Cross-Dimensional Alignment of Five Core Concepts
Loss Functions from Interdisciplinary Perspectives
Comprehensive Summary of Loss Functions by Task
Modern Frontier Loss Functions
Engineering Implementation: Framework Differences and Common Pitfalls
Selection Guide and Summary
References and Further Reading

1. Cross-Dimensional Alignment of Five Core Concepts

In various literature, the five terms loss, cost, objective, error, and risk are frequently used interchangeably, causing tremendous confusion for beginners. This chapter thoroughly aligns these concepts along three dimensions: scope of application, constituent components, and disciplinary origin.

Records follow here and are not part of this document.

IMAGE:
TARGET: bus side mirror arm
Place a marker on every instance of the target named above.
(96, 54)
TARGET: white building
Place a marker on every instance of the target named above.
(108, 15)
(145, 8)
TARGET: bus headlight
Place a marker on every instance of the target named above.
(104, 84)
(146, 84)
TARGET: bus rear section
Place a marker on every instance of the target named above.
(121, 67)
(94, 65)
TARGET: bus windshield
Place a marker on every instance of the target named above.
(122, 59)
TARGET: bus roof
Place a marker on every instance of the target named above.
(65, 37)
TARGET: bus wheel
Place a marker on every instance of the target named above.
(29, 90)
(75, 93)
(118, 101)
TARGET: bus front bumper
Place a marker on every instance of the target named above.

1.1 Full Concept Comparison Matrix

Concept	Common Notation	Scope	Composition	Disciplinary Origin
Loss Function	$L,\ \ell,\ \mathcal{L}$	Single sample	Prediction error only	Statistical decision theory
Cost Function	$J,\ C$	Entire dataset	Mean/sum of losses + regularization terms	Classical optimization theory
Objective Function	$f,\ \Phi,\ \mathcal{O}$	Optimization process	Anything to be optimized (incl. Reward)	Mathematical programming / OR
Error Function	$E,\ \epsilon$	Performance metric	Pure numerical deviation (e.g., $y - \hat{y}$)	Classical engineering / control
Risk Function	$R,\ \mathcal{R}$	Probabilistic expectation	Expected value of loss over a probability distribution	Statistical learning theory

1.2 Hierarchical Relationships: The Containment Structure of the Five Concepts

The five concepts form a clear hierarchy rather than a flat list:

Objective Function                 ← The most general concept; encompasses everything to be optimized
    └── Cost Function              ← The concrete form of the objective in supervised learning
            └── Loss Function      ← The per-sample decomposition of the cost function
                    └── Error Function ← The simplest form of loss (pure deviation)

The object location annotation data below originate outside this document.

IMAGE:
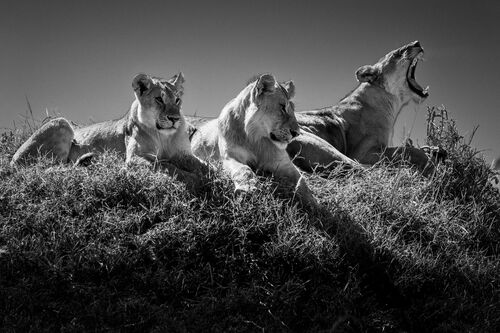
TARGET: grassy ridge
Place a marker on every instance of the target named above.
(110, 248)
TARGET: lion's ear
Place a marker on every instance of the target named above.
(141, 83)
(178, 81)
(290, 88)
(265, 83)
(367, 73)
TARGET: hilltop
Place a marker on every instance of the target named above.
(126, 249)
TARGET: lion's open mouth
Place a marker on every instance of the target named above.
(275, 138)
(162, 126)
(410, 76)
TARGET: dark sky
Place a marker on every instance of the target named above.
(78, 58)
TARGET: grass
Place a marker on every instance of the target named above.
(106, 248)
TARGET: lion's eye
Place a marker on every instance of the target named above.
(283, 108)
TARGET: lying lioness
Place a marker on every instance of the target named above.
(153, 130)
(360, 127)
(251, 135)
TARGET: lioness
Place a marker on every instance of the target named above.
(252, 133)
(360, 127)
(495, 179)
(153, 130)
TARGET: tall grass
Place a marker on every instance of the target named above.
(127, 249)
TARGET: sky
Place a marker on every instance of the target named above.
(77, 58)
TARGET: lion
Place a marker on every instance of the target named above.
(495, 179)
(251, 135)
(359, 129)
(152, 131)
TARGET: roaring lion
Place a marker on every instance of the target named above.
(251, 135)
(360, 127)
(152, 131)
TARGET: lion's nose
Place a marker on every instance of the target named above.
(172, 119)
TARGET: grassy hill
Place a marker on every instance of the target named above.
(127, 249)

Risk Function                      ← An independent dimension: the probabilistic expectation of the loss over an unknown distribution

From Loss to Cost

The cost function $J(\theta)$ aggregates the loss function $\ell$ over the training set, typically with an additional regularization term:

\[ J(\theta) = \frac{1}{n} \sum_{i=1}^{n} \ell(y_i, \hat{y}_i) + \lambda \cdot \Omega(\theta) \]

Mnemonic: Loss starts with "Lonely" — the loss function operates on a single, isolated sample.

From Cost to Objective

The objective function is the higher-level concept:

In supervised learning, the objective is typically to minimize the cost function;
In reinforcement learning, the objective may be to maximize cumulative reward;
In GANs, the objective is a minimax game.

From Loss to Risk

Dimension	Empirical Risk	Expected Risk (True Risk)
Definition	Mean of the loss over the training set	Expected value of the loss over the true data distribution
Formula	$R_{emp} = \frac{1}{n}\sum_{i=1}^n \ell(y_i, f(x_i))$	$R = \mathbb{E}_{(x,y) \sim P}[\ell(y, f(x))]$
Computability	✅ Directly computable	❌ True distribution $P$ is unknown

The essence of model training is: using Empirical Risk Minimization (ERM) to approximate true risk minimization. Generalization capability is determined by the gap between the two (the generalization error).

1.3 Practical Example: All Five Concepts in a Single Project

Example: Training a House Price Prediction Model

Suppose you are using a neural network to predict house prices in a city:

Error: For house #3, the model predicts $\hat{y}_3 = 150$ (in ten-thousands), while the true price is $y_3 = 180$. The error is $e_3 = y_3 - \hat{y}_3 = 30$.

Loss: Quantifying the error as a "penalty score" for the model. Using MSE: $\ell_3 = (30)^2 = 900$.

Cost: Averaging the loss over all 1,000 training houses, plus L2 regularization to prevent overfitting: $J(\theta) = \frac{1}{1000}\sum_{i=1}^{1000} \ell_i + 0.001 \|\theta\|^2$.

Objective: The overall direction of optimization — "minimize $J(\theta)$." In different frameworks, the objective may also include constraints (e.g., parameter range restrictions).

Risk: What you truly care about is the expected error on all future houses (including those not yet listed). Training can only minimize empirical risk; generalization is the ultimate goal.

2. Loss Functions from Interdisciplinary Perspectives

Loss functions are a product of converging insights from multiple disciplines. For the same MSE formula, a statistician, a physicist, and an economist will offer entirely different yet equally profound interpretations.

2.1 The Statistical Perspective: Prior Assumptions About Noise Distributions

Core Insight

Choosing a loss function is fundamentally an act of probabilistically modeling the noise in the data. Different loss functions correspond to different prior noise distributions, derived through Maximum Likelihood Estimation (MLE).

\[ \hat{\theta}_{MLE} = \arg\max_\theta \prod_{i=1}^n p(y_i | x_i; \theta) \equiv \arg\min_\theta \sum_{i=1}^n -\log p(y_i | x_i; \theta) \]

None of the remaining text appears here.